The Leonidaion in Olympia. New approaches to a well-known building

Monday, October 29, 2018

The next lecture of the “THE CIRCLE, Dialogues for Greek and Roman Architecture” will be given by Claudia Mächler M.A. (Deutsches Archäologisches Institut).

The topic of the lecture is “The Leonidaion in Olympia. New Approaches to a well-known Building”.

Abstract

Located to the southwest of the Altis, the Leonidaion with an area of over 6000 square
meters is the largest preserved building at Olympia and focus of an ongoing project, which
started in 2014. This representative structure characterized by its Ionic colonnade that
surrounds the building on all four sides, was funded by Leonides of Naxos in about 330 BC at the transition from the Late Classical to the Hellenistic period. The first German excavations (1878‐1881) uncovered its northern section and the southern part was excavated in the fifties of the 20th century (1954‐1956). Despite its unique design and its long and eventful architectural history, the Leonidaion has otherwise remained unstudied.
At the same time, its history of research, which reaches back to the late nineteenth century
and thus to the beginnings of archeology as a scientific discipline, turned the Leonidaion to a well‐known building of compendium‐like character.

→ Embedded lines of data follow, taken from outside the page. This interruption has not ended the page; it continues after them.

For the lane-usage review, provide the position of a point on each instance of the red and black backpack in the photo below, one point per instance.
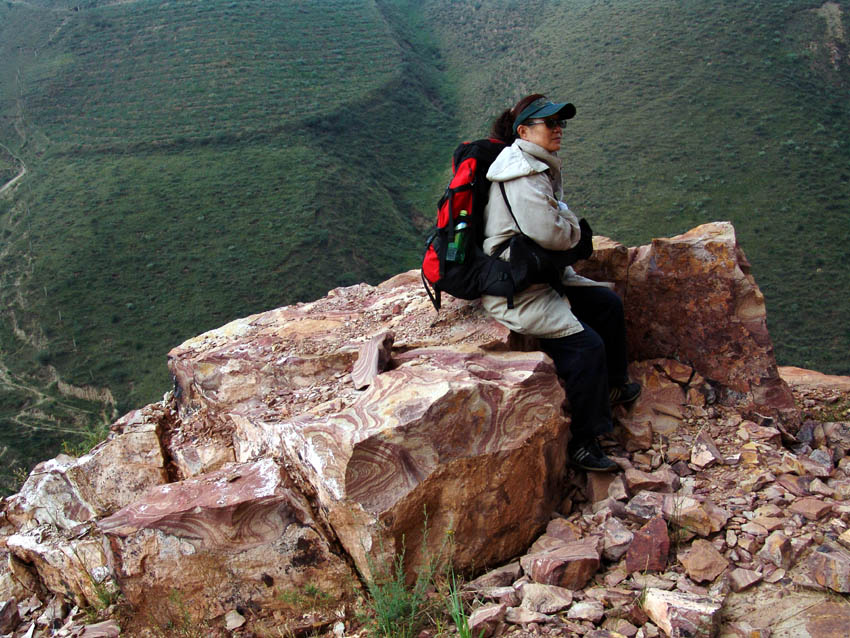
(454, 260)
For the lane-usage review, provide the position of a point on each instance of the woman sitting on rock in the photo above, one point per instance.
(583, 330)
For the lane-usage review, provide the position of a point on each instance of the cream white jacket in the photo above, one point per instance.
(532, 179)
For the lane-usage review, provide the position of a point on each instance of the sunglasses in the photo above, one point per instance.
(550, 124)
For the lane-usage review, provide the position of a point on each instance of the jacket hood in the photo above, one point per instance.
(524, 158)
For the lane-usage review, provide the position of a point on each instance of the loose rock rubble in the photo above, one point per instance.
(713, 521)
(267, 473)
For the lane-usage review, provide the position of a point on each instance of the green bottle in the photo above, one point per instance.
(456, 250)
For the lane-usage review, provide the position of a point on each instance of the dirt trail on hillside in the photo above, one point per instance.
(14, 180)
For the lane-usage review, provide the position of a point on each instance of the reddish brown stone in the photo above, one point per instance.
(812, 508)
(570, 566)
(680, 614)
(829, 566)
(650, 547)
(741, 579)
(703, 562)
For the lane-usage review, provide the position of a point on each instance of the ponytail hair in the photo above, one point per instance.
(503, 126)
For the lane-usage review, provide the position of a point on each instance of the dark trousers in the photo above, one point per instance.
(592, 360)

The fact that this general knowledge in some aspects is not based on a detailed archaeological study, but in particular not on an in‐depth building survey, is somehow neglected or implicitly accepted by modern scholarship.

This study thus refocuses on a number of aspects of the Leonidaion in the wake of the results of a detailed building survey and attempts to question our supposedly solid knowledge of that building.

The lecture will be held in English.